Talking about the associativity of operators in C, I was wondering why there are differences associativities among operators that have the same precedence. for example, postfix increment and postfix decrement have left associativity; while prefix increment and prefix decrement have right associativity. Isn't it simple to have just left or right associativity for all the same precedence operators?

Are there any reasons behind that?

Foi útil?

Solução

Isn't it simple to have just left or right associativity for all the same precedence operators?

Yes and it is the case in C. May be you assumed that prefix and postfix have the same precedence which is wrong. Postfix has a higher precedence than prefix!

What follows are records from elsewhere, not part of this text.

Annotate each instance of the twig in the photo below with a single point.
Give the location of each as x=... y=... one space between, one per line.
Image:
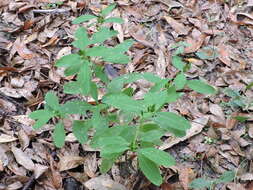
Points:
x=51 y=11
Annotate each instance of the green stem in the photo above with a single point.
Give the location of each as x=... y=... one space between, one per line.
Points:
x=135 y=146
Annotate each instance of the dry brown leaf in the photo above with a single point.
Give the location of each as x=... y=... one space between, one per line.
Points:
x=90 y=165
x=184 y=176
x=23 y=139
x=224 y=55
x=234 y=186
x=39 y=170
x=6 y=138
x=194 y=44
x=196 y=127
x=103 y=182
x=250 y=131
x=70 y=162
x=22 y=158
x=22 y=50
x=177 y=26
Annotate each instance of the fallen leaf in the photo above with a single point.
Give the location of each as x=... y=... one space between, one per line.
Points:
x=196 y=127
x=194 y=44
x=178 y=27
x=224 y=55
x=70 y=162
x=6 y=138
x=22 y=158
x=103 y=182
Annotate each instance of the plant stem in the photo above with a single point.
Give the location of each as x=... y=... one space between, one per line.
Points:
x=137 y=135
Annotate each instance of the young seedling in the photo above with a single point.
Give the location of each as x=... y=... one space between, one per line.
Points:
x=134 y=125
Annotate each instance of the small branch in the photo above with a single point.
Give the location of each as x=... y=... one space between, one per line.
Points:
x=51 y=11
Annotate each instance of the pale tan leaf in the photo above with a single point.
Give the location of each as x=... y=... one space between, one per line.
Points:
x=6 y=138
x=196 y=127
x=103 y=182
x=69 y=162
x=22 y=158
x=177 y=26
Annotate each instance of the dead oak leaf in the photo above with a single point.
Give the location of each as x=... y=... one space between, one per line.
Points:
x=21 y=49
x=224 y=55
x=22 y=158
x=178 y=27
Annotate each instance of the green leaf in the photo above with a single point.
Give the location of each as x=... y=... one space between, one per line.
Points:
x=59 y=135
x=242 y=118
x=200 y=183
x=172 y=122
x=149 y=127
x=178 y=63
x=83 y=18
x=151 y=136
x=124 y=46
x=76 y=107
x=200 y=86
x=114 y=140
x=52 y=101
x=82 y=39
x=226 y=177
x=74 y=69
x=106 y=164
x=80 y=129
x=108 y=9
x=109 y=151
x=42 y=117
x=98 y=70
x=123 y=102
x=156 y=98
x=102 y=35
x=158 y=156
x=84 y=78
x=100 y=123
x=117 y=83
x=94 y=91
x=150 y=170
x=180 y=81
x=69 y=60
x=114 y=20
x=97 y=51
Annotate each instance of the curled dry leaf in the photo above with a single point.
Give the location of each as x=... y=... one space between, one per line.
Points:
x=196 y=127
x=22 y=50
x=23 y=139
x=103 y=182
x=22 y=158
x=70 y=162
x=39 y=170
x=224 y=55
x=6 y=138
x=91 y=165
x=194 y=44
x=250 y=131
x=178 y=27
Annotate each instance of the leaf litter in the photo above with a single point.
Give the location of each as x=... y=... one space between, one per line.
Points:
x=34 y=35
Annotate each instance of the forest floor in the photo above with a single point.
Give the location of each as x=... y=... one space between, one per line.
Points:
x=32 y=39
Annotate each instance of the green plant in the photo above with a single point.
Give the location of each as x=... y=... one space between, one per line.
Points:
x=120 y=123
x=201 y=183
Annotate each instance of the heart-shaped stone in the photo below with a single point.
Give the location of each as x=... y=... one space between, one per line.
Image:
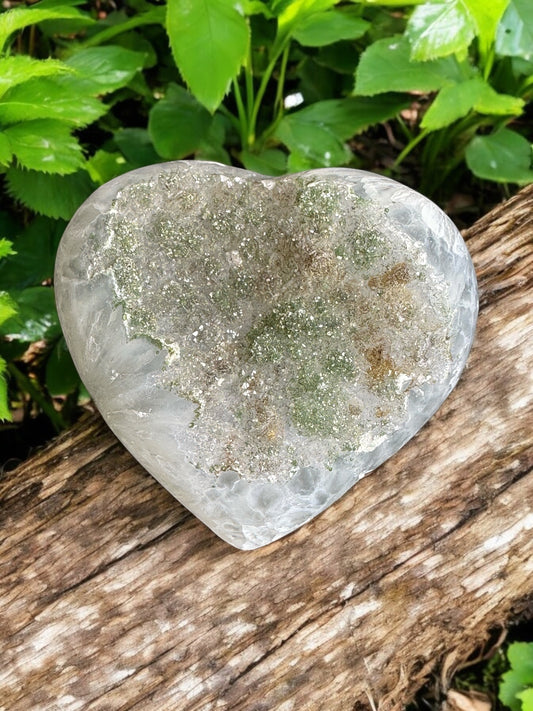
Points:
x=260 y=344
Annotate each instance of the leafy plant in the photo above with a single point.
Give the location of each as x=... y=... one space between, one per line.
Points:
x=45 y=102
x=516 y=687
x=461 y=50
x=88 y=93
x=251 y=52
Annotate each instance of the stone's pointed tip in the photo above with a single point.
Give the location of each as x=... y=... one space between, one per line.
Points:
x=259 y=344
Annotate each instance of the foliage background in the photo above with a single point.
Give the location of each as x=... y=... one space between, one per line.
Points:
x=435 y=94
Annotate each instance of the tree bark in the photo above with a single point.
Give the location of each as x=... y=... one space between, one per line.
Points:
x=113 y=596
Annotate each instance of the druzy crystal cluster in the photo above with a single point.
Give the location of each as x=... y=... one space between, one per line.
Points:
x=260 y=344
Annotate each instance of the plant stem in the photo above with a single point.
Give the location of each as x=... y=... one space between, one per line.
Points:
x=27 y=386
x=243 y=119
x=249 y=78
x=278 y=103
x=262 y=88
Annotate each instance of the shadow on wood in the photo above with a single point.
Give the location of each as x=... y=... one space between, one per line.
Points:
x=113 y=596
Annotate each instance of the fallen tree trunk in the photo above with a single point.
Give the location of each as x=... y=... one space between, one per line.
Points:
x=113 y=596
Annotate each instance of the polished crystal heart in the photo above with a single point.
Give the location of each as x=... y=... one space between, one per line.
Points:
x=260 y=344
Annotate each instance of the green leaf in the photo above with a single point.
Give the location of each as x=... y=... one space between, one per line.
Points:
x=346 y=117
x=438 y=29
x=514 y=36
x=36 y=317
x=519 y=676
x=457 y=100
x=178 y=123
x=50 y=195
x=20 y=17
x=315 y=146
x=256 y=7
x=46 y=98
x=315 y=135
x=104 y=166
x=504 y=157
x=393 y=3
x=5 y=150
x=33 y=262
x=526 y=697
x=100 y=70
x=45 y=145
x=386 y=66
x=8 y=308
x=209 y=41
x=269 y=162
x=212 y=146
x=331 y=26
x=486 y=15
x=136 y=146
x=18 y=69
x=5 y=413
x=6 y=248
x=61 y=376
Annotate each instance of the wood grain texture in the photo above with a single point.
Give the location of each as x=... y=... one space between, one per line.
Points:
x=113 y=596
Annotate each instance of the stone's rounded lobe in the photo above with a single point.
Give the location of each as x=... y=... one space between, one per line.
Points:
x=260 y=344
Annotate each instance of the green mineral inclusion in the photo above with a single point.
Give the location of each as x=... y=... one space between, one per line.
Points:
x=291 y=312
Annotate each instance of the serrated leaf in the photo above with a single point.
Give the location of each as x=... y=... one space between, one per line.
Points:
x=136 y=146
x=386 y=66
x=438 y=29
x=346 y=117
x=318 y=146
x=61 y=376
x=269 y=162
x=526 y=697
x=50 y=195
x=504 y=156
x=514 y=36
x=33 y=262
x=325 y=28
x=46 y=98
x=178 y=123
x=457 y=100
x=209 y=41
x=519 y=676
x=36 y=317
x=8 y=307
x=20 y=17
x=100 y=70
x=5 y=150
x=18 y=69
x=45 y=145
x=486 y=16
x=6 y=248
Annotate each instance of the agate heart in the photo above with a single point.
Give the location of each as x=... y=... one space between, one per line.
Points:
x=260 y=344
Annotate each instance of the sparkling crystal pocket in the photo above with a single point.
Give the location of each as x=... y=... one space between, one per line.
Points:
x=260 y=344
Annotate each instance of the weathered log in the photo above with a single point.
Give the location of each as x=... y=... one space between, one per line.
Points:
x=113 y=596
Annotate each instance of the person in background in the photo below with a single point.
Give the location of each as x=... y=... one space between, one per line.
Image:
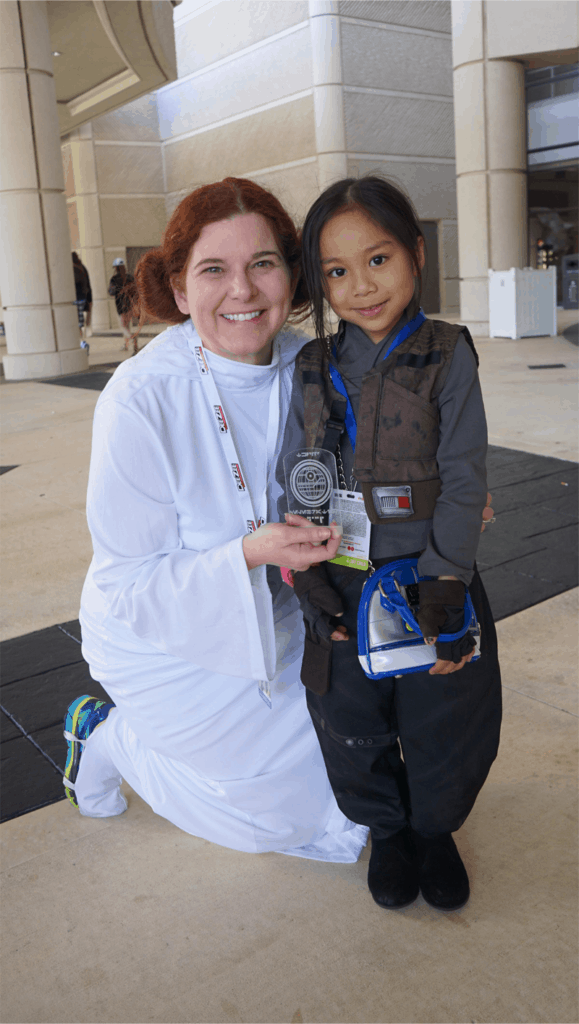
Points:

Also there is another curious case to consider as to why certain operators have certain associativity. From Wiki,

For example, in C, the assignment a = b is an expression that returns a value (namely, b converted to the type of a) with the side effect of setting a to this value. An assignment can be performed in the middle of an expression. (An expression can be made into a statement by following it with a semicolon; i.e. a = b is an expression but a = b; is a statement). The right-associativity of the = operator allows expressions such as a = b = c to be interpreted as a = (b = c), thereby setting both a and b to the value of c. The alternative (a = b) = c does not make sense because a = b is not an lvalue.

Outras dicas

Binary operators are all left-associative except the assignment operator which is right-associative.

Postfix operators are sometimes (for exemple in K&R 2nd) said to be right-associative but this is to express the idea they have higher precedence than unary operators.